Personal details
- Party: Democratic
- Education: University of California, Los Angeles (BA, MPP, JD)

= Celeste Drake =

American union official and trade expert

Celeste Drake is an American union official and trade expert. She served in the Biden Administration as the deputy director for Labor & Economy of the National Economic Council from July 2022 to August 2023. She previously served as the 1st Made in America Director from 2021 to 2022.

==Education==
Drake attended University of California, Los Angeles (UCLA). She received her BA in Political Science in 1989 as a Cum Laude graduate. In 1998 she returned to UCLA attending the School of Public of Affairs and was concurrently attending the UCLA School of Law working on her Juris Doctor (JD). In 2002 she graduated with a Masters of Public Policy (MPP) from the School of Public Affairs and a JD from the School of Law.

==Career==
She was formerly head of government relations for the Directors Guild of America.

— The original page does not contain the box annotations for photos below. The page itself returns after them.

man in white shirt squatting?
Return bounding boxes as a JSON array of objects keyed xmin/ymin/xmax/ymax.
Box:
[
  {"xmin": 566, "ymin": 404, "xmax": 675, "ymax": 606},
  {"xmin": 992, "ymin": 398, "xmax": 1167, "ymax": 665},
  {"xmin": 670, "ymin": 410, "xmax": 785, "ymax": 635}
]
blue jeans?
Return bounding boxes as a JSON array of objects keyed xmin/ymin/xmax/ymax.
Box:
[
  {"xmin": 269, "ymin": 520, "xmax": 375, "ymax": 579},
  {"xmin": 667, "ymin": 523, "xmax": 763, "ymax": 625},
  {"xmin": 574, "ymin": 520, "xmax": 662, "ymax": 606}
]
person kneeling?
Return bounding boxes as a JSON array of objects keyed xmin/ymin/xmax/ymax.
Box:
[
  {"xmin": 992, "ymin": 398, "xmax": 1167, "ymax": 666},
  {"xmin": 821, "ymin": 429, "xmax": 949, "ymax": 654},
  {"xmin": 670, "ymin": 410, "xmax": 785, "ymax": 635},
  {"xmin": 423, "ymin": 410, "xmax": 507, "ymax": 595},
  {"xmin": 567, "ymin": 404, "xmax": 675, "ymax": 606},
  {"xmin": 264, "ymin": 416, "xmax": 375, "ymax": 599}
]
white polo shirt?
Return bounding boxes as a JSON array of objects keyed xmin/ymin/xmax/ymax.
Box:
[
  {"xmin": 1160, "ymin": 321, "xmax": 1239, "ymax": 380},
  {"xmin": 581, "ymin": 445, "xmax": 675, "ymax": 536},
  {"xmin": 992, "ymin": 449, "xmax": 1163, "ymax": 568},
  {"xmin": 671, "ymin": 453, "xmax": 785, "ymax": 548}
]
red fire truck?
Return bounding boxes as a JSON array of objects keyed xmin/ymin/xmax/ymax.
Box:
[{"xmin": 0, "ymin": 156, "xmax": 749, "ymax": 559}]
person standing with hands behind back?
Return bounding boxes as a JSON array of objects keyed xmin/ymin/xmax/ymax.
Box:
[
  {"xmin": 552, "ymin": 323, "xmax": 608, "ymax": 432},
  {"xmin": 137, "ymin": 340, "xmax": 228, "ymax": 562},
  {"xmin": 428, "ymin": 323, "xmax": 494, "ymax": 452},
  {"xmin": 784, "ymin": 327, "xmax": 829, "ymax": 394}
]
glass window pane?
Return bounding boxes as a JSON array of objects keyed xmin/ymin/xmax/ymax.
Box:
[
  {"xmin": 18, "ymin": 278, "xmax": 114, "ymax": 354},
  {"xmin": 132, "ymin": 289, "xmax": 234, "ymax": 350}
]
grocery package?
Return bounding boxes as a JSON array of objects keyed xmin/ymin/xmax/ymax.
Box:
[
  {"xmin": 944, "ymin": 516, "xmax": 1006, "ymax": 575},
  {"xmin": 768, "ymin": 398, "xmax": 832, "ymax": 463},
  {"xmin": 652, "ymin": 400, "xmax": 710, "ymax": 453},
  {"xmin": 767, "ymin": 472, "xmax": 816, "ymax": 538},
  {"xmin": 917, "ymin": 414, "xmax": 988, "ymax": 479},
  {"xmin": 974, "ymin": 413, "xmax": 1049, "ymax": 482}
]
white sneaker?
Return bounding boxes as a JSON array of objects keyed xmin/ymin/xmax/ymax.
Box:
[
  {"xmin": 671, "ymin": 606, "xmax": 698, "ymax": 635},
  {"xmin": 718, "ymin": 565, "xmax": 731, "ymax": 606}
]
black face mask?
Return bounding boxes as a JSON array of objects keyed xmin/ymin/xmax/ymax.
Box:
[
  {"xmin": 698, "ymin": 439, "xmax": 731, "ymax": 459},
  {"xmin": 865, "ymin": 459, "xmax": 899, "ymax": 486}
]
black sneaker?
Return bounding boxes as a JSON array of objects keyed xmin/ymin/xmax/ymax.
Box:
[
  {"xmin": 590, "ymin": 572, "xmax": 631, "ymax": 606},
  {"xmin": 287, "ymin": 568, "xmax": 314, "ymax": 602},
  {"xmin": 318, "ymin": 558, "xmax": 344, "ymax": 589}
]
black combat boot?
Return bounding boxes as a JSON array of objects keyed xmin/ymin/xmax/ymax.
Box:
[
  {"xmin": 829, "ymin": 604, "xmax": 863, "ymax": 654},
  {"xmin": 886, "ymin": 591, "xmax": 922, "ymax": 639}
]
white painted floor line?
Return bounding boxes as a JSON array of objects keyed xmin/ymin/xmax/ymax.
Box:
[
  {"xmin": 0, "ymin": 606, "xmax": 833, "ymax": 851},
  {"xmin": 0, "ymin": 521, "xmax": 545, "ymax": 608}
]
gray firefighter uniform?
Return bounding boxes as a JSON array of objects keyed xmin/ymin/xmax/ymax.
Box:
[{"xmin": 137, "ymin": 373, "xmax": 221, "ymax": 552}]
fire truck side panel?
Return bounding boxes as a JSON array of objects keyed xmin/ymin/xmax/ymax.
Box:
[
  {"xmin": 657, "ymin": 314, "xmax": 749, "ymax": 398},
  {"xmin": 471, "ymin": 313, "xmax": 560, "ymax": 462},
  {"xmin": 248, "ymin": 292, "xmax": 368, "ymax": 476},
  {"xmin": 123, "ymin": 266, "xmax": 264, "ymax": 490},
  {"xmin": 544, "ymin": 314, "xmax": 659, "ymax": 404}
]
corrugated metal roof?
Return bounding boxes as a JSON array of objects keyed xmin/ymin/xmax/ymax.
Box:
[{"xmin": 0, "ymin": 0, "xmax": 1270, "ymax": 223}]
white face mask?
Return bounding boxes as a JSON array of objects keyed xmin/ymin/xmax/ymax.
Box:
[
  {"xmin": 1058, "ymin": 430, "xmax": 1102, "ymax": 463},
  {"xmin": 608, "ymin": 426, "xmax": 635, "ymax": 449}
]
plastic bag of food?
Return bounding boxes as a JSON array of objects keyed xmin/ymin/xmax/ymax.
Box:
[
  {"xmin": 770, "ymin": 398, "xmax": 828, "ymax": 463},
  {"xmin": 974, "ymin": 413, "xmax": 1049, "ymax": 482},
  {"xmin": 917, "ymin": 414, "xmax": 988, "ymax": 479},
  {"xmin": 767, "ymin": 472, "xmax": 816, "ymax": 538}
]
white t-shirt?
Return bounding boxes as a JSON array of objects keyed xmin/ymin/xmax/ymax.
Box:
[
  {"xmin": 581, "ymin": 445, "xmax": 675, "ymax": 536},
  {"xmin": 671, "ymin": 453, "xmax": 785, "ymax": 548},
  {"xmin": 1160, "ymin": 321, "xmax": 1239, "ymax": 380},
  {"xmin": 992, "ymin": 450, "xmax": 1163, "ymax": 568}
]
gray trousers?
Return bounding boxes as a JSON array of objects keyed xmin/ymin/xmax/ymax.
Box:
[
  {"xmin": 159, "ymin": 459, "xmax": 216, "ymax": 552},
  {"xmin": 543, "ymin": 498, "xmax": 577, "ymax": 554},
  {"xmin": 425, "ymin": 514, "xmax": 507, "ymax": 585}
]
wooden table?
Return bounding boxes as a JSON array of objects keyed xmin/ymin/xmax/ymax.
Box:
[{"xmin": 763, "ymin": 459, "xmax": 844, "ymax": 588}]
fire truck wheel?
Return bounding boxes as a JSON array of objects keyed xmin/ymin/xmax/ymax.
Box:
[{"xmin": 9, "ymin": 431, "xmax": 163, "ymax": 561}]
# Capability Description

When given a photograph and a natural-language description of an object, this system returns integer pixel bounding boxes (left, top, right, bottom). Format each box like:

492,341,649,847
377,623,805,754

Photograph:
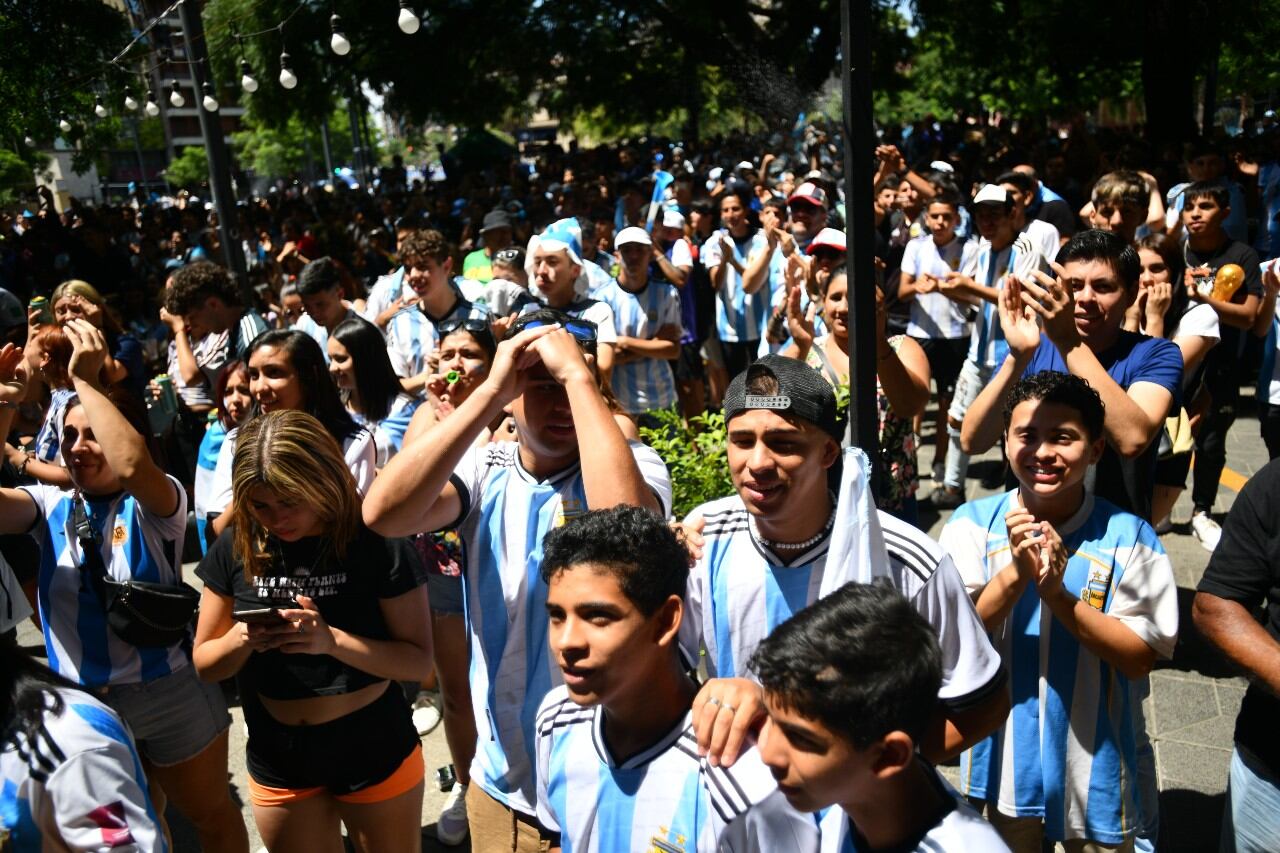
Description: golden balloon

===Congressional career===
From August 2003 to November 2006 Drake was a Legislative Assistant to Congressman Lloyd Doggett of Texas. And from December 2006 to May 2011 she was the Legislative Director to Congresswoman Linda Sánchez of California

===Biden Administration===
On April 27, 2021, President Joe Biden made her the Director of Made in America at the Office of Management and Budget.

In July 2022, Drake was named as Biden's top labor advisor. She resigned in August 2023 to assume a new position as deputy director-general of the International Labour Organization.